Let's modify the example code you gave us a bit to introduce a new type:
trait Comparator[T] {
def less(a: T, b: T): Boolean
}
and let's swap the parameter lists, and add implicit keyword to the second one, so now it becomes:
def msort[T](xs: List[T])(implicit c: Comparator[T]): List[T] = {
def merge(xs: List[T], ys: List[T], acc: List[T]): List[T] =
(xs, ys) match {
case (Nil, _) => ys.reverse ::: acc
case (_, Nil) => xs.reverse ::: acc
case (x :: xs1, y :: ys1) =>
if (c.less(x, y)) merge(xs1, ys, x :: acc)
else merge(xs, ys1, y :: acc)
}
val n = xs.length / 2
if (n == 0) xs
else {
val (ys, zs) = xs splitAt n
merge(msort(ys)(c), msort(zs)(c), Nil).reverse
}
}
Now you can declare implicit object which will be used in case you don't supply one, e.g.
implicit val intComparator = new Comparator[Int] { def less(a: Int, b: Int) = a < b }
msort(List(5, 3, 1, 3))
// res8: List[Int] = List(1, 3, 3, 5)
While this may not seem to be very appealing it gives you extra flexibility when designing your API. Let's assume that we have a type called CustomType. It can declare an implicit in the companion object and it will be resolved "automatically" by the compiler.

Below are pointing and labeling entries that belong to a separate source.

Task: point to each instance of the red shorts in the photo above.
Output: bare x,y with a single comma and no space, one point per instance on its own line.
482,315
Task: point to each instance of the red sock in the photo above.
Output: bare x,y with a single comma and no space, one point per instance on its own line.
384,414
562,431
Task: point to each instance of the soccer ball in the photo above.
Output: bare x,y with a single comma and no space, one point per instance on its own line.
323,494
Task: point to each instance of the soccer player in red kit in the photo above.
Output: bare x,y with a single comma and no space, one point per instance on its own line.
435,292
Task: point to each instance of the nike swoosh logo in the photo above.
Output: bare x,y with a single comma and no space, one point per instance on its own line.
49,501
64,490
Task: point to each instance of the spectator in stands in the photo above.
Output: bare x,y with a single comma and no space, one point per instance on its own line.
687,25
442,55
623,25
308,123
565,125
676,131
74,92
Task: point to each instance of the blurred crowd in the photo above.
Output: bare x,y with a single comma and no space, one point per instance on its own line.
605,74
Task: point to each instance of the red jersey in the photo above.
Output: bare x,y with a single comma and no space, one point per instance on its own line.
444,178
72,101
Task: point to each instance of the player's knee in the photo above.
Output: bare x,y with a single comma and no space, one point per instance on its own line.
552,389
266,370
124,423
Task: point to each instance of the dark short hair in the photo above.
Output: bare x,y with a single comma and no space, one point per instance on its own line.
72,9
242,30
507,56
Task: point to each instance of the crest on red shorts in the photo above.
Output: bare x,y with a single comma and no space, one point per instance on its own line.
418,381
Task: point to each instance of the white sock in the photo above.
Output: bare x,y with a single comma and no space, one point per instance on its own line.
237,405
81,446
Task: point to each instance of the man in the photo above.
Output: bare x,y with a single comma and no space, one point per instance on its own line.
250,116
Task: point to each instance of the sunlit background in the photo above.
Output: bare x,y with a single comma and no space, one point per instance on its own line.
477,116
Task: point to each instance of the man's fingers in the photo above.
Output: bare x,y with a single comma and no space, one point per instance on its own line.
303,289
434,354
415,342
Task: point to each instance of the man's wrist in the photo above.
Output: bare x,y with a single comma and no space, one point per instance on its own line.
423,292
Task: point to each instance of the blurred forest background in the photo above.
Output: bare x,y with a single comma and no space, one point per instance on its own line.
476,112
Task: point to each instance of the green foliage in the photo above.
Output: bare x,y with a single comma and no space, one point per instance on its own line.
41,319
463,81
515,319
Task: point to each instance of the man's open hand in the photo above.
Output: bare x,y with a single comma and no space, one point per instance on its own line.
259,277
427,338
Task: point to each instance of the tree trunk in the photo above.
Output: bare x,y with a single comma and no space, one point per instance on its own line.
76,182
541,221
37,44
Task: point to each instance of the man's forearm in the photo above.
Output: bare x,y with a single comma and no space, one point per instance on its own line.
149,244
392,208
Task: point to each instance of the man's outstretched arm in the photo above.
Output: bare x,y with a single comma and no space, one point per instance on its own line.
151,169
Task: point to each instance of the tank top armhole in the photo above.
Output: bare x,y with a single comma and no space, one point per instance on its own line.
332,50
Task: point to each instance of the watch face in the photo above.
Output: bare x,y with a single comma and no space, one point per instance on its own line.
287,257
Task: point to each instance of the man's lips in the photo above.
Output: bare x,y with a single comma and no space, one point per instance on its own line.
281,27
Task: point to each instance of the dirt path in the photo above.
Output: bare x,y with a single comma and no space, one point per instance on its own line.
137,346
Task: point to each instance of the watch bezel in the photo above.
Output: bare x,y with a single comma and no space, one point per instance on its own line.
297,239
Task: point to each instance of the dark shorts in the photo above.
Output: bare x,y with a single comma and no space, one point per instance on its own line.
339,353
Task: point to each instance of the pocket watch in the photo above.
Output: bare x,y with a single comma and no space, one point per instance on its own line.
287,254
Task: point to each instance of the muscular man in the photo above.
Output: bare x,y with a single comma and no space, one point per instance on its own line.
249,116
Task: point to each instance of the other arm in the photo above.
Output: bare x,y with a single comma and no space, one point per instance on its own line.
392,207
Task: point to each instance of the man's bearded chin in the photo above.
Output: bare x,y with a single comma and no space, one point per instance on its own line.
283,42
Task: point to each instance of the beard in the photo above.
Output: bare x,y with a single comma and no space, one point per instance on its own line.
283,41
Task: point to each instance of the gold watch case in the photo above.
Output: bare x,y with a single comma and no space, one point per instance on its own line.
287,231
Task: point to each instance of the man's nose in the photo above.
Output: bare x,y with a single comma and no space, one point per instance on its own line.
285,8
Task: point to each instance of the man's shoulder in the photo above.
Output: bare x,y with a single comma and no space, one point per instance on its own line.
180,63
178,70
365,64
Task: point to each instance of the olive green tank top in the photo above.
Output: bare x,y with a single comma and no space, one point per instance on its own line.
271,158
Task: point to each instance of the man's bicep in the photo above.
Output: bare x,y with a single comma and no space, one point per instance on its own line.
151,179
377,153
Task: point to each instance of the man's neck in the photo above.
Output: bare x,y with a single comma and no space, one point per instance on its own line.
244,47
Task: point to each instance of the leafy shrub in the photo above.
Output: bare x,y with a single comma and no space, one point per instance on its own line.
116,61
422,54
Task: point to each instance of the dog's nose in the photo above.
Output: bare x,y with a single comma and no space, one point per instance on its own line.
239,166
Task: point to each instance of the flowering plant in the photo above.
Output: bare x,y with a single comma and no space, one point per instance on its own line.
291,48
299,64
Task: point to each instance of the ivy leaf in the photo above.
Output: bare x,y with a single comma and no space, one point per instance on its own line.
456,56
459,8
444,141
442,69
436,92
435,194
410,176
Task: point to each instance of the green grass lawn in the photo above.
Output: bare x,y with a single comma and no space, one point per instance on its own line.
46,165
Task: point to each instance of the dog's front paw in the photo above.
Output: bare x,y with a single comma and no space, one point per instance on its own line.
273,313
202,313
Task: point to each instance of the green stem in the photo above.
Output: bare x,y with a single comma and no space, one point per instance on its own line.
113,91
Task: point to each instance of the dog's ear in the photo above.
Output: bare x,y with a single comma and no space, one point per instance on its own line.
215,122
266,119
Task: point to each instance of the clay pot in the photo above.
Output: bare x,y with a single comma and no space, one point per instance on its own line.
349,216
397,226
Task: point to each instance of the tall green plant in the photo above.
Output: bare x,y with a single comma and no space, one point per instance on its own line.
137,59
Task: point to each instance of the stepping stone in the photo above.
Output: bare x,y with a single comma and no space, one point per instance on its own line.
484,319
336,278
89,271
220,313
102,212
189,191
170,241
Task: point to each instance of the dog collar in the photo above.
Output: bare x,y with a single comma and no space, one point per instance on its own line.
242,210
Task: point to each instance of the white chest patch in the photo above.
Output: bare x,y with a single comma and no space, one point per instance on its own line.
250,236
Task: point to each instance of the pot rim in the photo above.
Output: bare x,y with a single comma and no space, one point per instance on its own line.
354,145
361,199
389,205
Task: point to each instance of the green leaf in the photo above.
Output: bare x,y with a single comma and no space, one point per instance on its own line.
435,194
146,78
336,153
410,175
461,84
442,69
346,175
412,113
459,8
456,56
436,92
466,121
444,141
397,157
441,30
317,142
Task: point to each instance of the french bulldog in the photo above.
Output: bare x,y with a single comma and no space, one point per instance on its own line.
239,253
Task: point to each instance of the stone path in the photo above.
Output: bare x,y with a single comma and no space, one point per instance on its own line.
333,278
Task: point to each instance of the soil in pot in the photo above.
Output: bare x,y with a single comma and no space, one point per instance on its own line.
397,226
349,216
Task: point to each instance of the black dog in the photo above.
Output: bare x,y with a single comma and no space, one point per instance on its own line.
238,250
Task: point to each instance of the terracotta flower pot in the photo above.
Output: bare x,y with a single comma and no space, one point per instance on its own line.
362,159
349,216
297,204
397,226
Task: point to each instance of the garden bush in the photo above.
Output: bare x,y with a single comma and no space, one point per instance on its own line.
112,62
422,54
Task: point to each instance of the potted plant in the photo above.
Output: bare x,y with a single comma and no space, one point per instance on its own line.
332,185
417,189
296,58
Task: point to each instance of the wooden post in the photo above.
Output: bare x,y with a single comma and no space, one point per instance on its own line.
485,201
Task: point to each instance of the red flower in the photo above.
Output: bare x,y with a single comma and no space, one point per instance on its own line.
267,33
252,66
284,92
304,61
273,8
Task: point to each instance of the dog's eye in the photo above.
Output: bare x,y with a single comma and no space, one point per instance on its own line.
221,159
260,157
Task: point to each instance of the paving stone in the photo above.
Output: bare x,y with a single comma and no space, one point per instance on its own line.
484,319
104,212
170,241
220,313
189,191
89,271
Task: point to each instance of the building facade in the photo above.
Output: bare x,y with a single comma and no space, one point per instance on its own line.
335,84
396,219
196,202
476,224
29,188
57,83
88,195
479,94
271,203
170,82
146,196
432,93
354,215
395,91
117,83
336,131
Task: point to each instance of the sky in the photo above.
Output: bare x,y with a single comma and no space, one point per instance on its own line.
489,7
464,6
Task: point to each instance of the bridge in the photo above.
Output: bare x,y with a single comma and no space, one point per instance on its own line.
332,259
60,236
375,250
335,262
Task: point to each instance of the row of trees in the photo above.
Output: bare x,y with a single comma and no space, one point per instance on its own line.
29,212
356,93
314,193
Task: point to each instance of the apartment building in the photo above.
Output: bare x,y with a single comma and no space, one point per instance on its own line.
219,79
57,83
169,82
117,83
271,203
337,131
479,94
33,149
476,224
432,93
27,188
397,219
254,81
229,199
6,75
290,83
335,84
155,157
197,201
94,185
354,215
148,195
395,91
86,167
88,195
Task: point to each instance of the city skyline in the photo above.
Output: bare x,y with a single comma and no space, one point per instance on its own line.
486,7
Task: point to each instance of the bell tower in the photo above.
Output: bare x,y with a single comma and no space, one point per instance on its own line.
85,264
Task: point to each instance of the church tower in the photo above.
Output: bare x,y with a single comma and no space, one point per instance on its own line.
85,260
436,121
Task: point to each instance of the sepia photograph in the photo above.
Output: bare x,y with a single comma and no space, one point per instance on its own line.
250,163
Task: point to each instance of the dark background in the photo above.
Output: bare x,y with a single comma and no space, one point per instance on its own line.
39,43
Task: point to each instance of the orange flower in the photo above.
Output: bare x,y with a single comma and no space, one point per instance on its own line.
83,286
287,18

case class CustomType(ordinal: Int, name: String)
object CustomType {
implicit val customTypeComparator = new Comparator[CustomType] {
def less(a: CustomType, b: CustomType) = a.ordinal < b.ordinal
}
}
msort(List(CustomType(2, "Second"), CustomType(1, "First")))
// res11: List[CustomType] = List(CustomType(1,First), CustomType(2,Second))
def msort[T](less: (T, T) => Boolean)(xs: List[T]): List[T]
This function takes two arguments: a function less and a list xs.
How do I invoke msort?
You have to provide values for both arguments: msort(...)(...).
Why is a function required as part of the invocation?
Because the argument less is declared with function type (T, T) => Boolean.